Harris · May 15, 2021, 10:32pm

Yeah, so that’s the thing - my targets aren’t all that special:

2x Samsung 970 Pro 1TB M.2 NVMe PCIe 3.0 Gen 3
2x Intel P3600 1.2TB AIC NVMe PCIe 3.0 Gen 3 (7 year old drives, average performance by today’s standards)

These are installed in a B550 motherboard, so 1x 970 Pro and 1x P3600 share just one PCIe 3.0 Gen 3 x4 bus via the chipset. The other 2 each have dedicated x4 lanes to the CPU. I could use my Asus Hyper card so ALL SSDs get their own x4 lanes (or switch to an X570 board), but given my results I don’t feel I need to so that card is going into another machine.

I run Ubuntu Server 21.04 which is supposed to have better support for the latest AMD CPUs, and I connected a video card only to set up the BIOS (enabled XMP for the 64GB Crucial Ballistix 3600MHz RAM) and disabled unwanted things like audio. Then I removed the card and run it headless over SSH.

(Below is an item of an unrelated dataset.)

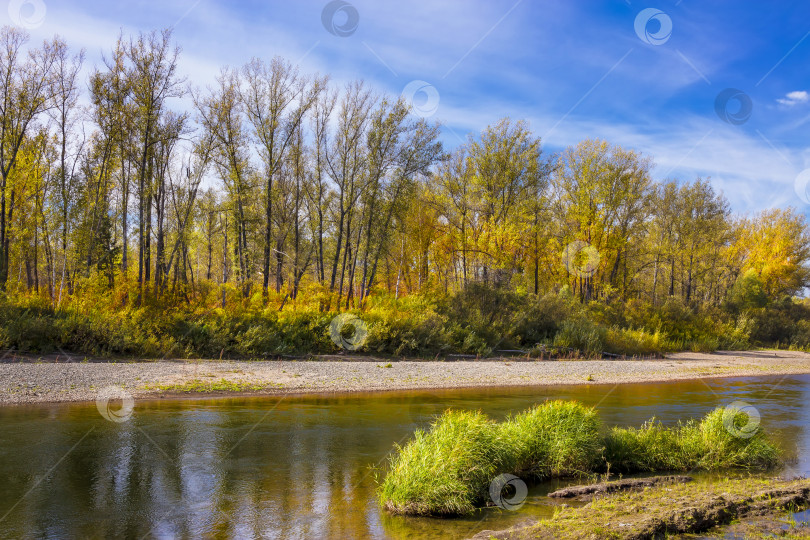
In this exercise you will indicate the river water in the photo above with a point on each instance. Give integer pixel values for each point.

Each pair of drives are in Btrfs RAID0 with asynchronous TRIM so commands are queued to avoid blocking. I believe XFS discard does this as well, don’t know about Windows.

sudo mkfs.btrfs -f -d raid0 -m raid0 /dev/nvme0n1 /dev/nvme2n1
sudo mount -t btrfs -o ssd,nodatacow,discard=async,space_cache=v2,nobarrier,noatime /dev/nvme0n1 /mnt/pool

I use plotman as below. I settled on 12 parallel plots as the iowait numbers start to rise beyond that (the 1 and 2 in the fourth column of dstat).

directories:
        tmp:
                - /mnt/pool
                - /mnt/pool2
        dst:
                - /mnt/hdd1
scheduling:
        tmpdir_max_jobs: 6
        global_max_jobs: 12
        global_stagger_m: 25
        polling_time_s: 20
plotting:
        k: 32
        e: False
        n_threads: 8
        n_buckets: 128
        job_buffer: 4500

Part way through the day:

+-------+----+-------------+--------------+-------------+-------------+-------------+---------------+
| Slice | n  |   %usort    |   phase 1    |   phase 2   |   phase 3   |   phase 4   |  total time   |
+=======+====+=============+==============+=============+=============+=============+===============+
| x     | 35 | μ=100.0 σ=0 | μ=6.6K σ=106 | μ=5.0K σ=40 | μ=8.3K σ=69 | μ=561.8 σ=9 | μ=20.4K σ=129 |
+-------+----+-------------+--------------+-------------+-------------+-------------+---------------+

Key points

I don’t know if the RAID0 makes a difference as I set it up like this from day one and don’t want to change it now.
I’m using older PCIe 3.0 Gen 3 x4 SSDs (2 of which are bandwidth restricted!) so there’s room for improvement here.
CPU usage averages about 60% and occasionally spikes to 80% so there’s some headroom here, even more with overclocking.
I use 8 threads for my plots simply because I saw this suggested somewhere. Don’t know if it’s optimal. Usually no more than 4 plots are in phase 1 at one time.
Higher RAM speeds appear to be beneficial so overclocking this is an option (see 2666mhz vs 3200mhz RAM Plotting Results - #5 by KoalaBlast)

As there is more headroom available, adding more SSDs to bump up the IOPS will probably get it to the 55-60 daily rate, only at this point will the CPU be fully utilized.